Please note that you should never self-prescribe TCM ingredients. A TCM ingredient is almost never eaten on its own but as part of a formula containing several ingredients that act together. Please consult a professional TCM practitioner, they will be best able to guide you.
Preparation: Remove smaller stems, residual roots and impurities, cut into sections and dry.
Dosage: 3 - 9 grams
Main actions according to TCM*: Releases the surface through sweating. Promotes the circulation of Lung Qi and stop wheezing. Promotes urination.
Contraindications*: Not for those with high blood pressure, risks of cardiovascular diseases or those with insomnia or spontaneous sweating. Use of this herb for extended periods of time or in large doses is not recommended.
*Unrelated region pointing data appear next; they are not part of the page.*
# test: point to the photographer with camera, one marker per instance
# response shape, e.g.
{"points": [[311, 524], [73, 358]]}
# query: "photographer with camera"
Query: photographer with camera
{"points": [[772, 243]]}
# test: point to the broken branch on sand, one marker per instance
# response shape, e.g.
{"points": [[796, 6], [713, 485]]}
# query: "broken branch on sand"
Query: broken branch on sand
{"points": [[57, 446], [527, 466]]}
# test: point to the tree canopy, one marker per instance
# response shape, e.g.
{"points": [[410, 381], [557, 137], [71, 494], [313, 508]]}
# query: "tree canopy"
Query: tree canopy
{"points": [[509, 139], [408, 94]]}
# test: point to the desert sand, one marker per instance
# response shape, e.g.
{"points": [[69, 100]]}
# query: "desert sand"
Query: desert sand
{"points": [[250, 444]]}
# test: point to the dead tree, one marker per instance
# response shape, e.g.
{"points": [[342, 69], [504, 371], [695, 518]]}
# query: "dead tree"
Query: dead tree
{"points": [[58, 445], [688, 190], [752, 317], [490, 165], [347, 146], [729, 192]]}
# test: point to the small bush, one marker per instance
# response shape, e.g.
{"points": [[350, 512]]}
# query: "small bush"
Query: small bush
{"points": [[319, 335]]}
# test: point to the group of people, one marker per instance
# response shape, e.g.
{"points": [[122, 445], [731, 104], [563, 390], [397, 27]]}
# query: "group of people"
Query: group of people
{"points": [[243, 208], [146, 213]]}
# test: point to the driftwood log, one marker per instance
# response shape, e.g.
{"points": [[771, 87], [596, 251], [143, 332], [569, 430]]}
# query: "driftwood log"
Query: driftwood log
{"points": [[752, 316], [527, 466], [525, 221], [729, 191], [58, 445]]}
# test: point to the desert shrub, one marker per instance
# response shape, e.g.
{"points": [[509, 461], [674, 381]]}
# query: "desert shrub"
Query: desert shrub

Common TCM formulas in which ephedra are used*:
In Traditional Chinese Medicine (TCM), ephedra are plants that belong to the 'Warm/Acrid herbs that release the Exterior' category. Herbs that release the Exterior aim to to treat the early stages of diseases that affect the upper respiratory tract, the eyes, the ears, the nose, the throat or the skin. TCM believes that External diseases such as colds or allergies can only invade the body if the External environment overwhelms our Wei Qi (the TCM version of the immune system). In order to counteract this invasion Warm/Acrid herbs aim to induce sweating by increasing the flow of sweat to our capillary pores. The belief is that this will expel the disease from the body and stop it from invading further.
As suggested by its category ephedra are plants that are Warm in nature. This means that ephedra tend to help people who have too much "cold" in their body, although with less effect than a plant that would be Hot in nature. Balance between Yin and Yang is a key health concept in TCM. Those who have too much cold in their body are said to either have a Yin excess (because Yin is Cold in nature) or a Yang deficiency (Yang is Hot in Nature). Depending on your condition ephedra can help restore a harmonious balance between Yin and Yang.
Ephedra also taste Bitter and Pungent. The so-called "five elements" theory in Chinese Medicine states that the taste of TCM ingredients is a key determinant of their action in the body. Bitter ingredients like ephedra tend to have a cleansing action on the body by clearing heat, drying dampness and promoting elimination via urination or bowel movements. On the other hand Pungent ingredients tend to promote the circulations of Qi and body fluids. That's why for instance someone tends to sweat a lot when they eat spicy/pungent food.
The tastes of ingredients in TCM also determine what organs and meridians they target. As such ephedra are thought to target the Bladder and the Lung. In TCM the impure water collected by the Kidneys that cannot be used by the body is sent to the Bladder for storage and excretion as urine. In addition to performing respiration, the Lungs are thought to be a key part of the production chain for Qi and the body fluids that nourish the body.
A dietary supplement containing a low potency ephedra/caffeine mixture appeared safe and effective in causing loss of weight and body fat, and improving several metabolic parameters.1
Ingestion of ephedra dry extract acutely and chronically affects autonomic nervous activity by tilting the sympathovagal balance toward increased sympathetic activity.2
1. Hackman RM, Havel PJ, Schwartz HJ, Rutledge JC, Watnik MR, Noceti EM, Stohs SJ, Stern JS, Keen CL. (2006). Multinutrient supplement containing ephedra and caffeine causes weight loss and improves metabolic risk factors in obese women: a randomized controlled trial. Int J Obes (Lond). 30(10):1545-56.
2. Chen WL, Tsai TH, Yang CC, Kuo TB. (2010). Effects of ephedra on autonomic nervous modulation in healthy young adults. J Ethnopharmacol. , 130(3):563-8. doi: 10.1016/j.jep.2010.05.056.